Rocking Chair No. 1, Rocking Chair No. 2 and Rocking Chair No. 3 are each about 11-12 in. (28-30 cm.) high, the fourth, subtitled Miniature (based on No. 3), is just under half the size of the others. Within this small series, Rocking Chair No. 2 is the only edition which rests the child’s feet tenderly on its mother’s knee as opposed to being precariously held aloft. These sculptures are Moore's only kinetic works; he intended them to be handled and rocked, ‘I discovered while doing them’, Moore recalled, ‘that the speed of the rocking chair depended on the curvature of the base and the disposition of the weights and balances of the sculpture, so each of them rocks at a different speed’ (op. cit., 1968, p. 178). In Rocking Chair No. 2, Moore has excelled in creating not just a kinetic sculpture that captures the playful and loving rapport between a mother and child, he has also synthesised the physical attributes of the figures, and the chair to their simplest forms, creating a wonderful modernist sculpture, which balances and harmonises the two figures together. Moore liked to vary the patination on his sculpture, but in the case of this cast of Rocking Chair No. 2, he has chosen a very dark brown and even patina, almost creating a silhouette, further accentuating the viewers eye to the powerful simplicity of the form, through the bold separation of the solid with the void.

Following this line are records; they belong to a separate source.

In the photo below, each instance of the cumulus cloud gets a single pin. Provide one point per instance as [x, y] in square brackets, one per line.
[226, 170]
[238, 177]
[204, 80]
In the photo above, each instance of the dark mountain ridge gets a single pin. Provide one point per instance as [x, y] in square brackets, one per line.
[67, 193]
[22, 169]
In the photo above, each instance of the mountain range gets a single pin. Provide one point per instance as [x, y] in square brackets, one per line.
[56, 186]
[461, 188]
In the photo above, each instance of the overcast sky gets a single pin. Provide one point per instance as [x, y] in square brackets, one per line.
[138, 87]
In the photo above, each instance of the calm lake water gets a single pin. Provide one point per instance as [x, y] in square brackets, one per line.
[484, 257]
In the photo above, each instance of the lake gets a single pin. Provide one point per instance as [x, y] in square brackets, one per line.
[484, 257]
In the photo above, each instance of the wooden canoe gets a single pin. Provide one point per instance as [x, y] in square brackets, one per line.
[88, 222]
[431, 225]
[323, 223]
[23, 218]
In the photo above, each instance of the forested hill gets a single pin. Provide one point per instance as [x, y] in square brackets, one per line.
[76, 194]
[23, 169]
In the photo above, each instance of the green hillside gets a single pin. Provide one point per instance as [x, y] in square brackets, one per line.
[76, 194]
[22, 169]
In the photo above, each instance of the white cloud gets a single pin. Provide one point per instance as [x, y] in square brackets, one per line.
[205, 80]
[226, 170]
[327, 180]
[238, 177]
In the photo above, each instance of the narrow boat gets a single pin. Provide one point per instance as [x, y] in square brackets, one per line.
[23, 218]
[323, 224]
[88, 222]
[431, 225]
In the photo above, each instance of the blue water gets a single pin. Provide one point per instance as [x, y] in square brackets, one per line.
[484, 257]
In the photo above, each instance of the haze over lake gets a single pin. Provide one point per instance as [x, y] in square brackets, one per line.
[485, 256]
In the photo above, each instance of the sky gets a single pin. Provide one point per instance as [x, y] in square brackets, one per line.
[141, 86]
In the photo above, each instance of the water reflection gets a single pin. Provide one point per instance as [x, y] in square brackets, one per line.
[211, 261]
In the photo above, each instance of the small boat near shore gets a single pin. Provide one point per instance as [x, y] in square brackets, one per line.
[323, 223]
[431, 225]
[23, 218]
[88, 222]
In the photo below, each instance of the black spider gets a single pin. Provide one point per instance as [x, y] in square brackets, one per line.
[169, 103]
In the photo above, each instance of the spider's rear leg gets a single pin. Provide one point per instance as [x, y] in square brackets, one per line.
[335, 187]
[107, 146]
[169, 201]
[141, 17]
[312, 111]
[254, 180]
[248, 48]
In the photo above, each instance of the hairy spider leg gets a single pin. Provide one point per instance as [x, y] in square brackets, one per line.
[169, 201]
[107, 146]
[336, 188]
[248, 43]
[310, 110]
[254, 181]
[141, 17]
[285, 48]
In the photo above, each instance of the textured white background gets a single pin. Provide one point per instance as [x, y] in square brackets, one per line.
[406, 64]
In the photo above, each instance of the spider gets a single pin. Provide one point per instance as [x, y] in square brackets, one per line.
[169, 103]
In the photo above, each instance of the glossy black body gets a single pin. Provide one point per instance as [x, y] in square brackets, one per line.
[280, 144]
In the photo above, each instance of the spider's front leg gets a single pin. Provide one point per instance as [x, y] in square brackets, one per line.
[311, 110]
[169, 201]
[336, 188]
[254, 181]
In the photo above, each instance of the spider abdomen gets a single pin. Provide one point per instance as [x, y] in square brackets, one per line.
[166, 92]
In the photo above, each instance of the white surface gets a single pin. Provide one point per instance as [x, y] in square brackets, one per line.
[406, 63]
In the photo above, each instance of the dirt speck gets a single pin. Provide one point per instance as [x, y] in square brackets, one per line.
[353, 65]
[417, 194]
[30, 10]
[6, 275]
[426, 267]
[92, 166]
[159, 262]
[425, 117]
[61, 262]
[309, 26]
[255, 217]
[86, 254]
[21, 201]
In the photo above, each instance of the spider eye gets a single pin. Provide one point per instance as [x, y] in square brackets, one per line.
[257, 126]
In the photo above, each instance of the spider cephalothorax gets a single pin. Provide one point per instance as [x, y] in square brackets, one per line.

Rocking Chair No. 2, is a wonderful demonstration of Moore’s skill as a sculptor in creating something beautiful as well as functional. The sculpture’s importance is reinforced not only because of its place in the trajectory of Moore’s oeuvre, but also its relation to one of the most momentous occasions of his personal life. Grohmann has written: ‘[The Rocking Chairs] are enchanting impromptus, the offspring of a lighter muse. One is inclined to suppose that family life underwent a happy release of tension through his young daughter Mary, forgetting that at the same period the frightful 'Helmet' series came into being ... As with Mozart, tragedy is next door to comedy ... jubilation is all the more genuine when behind it stands the totality of life with all its unresolved conflicts’ (W. Grohmann, The Art of Henry Moore, London, 1960, pp. 142-143).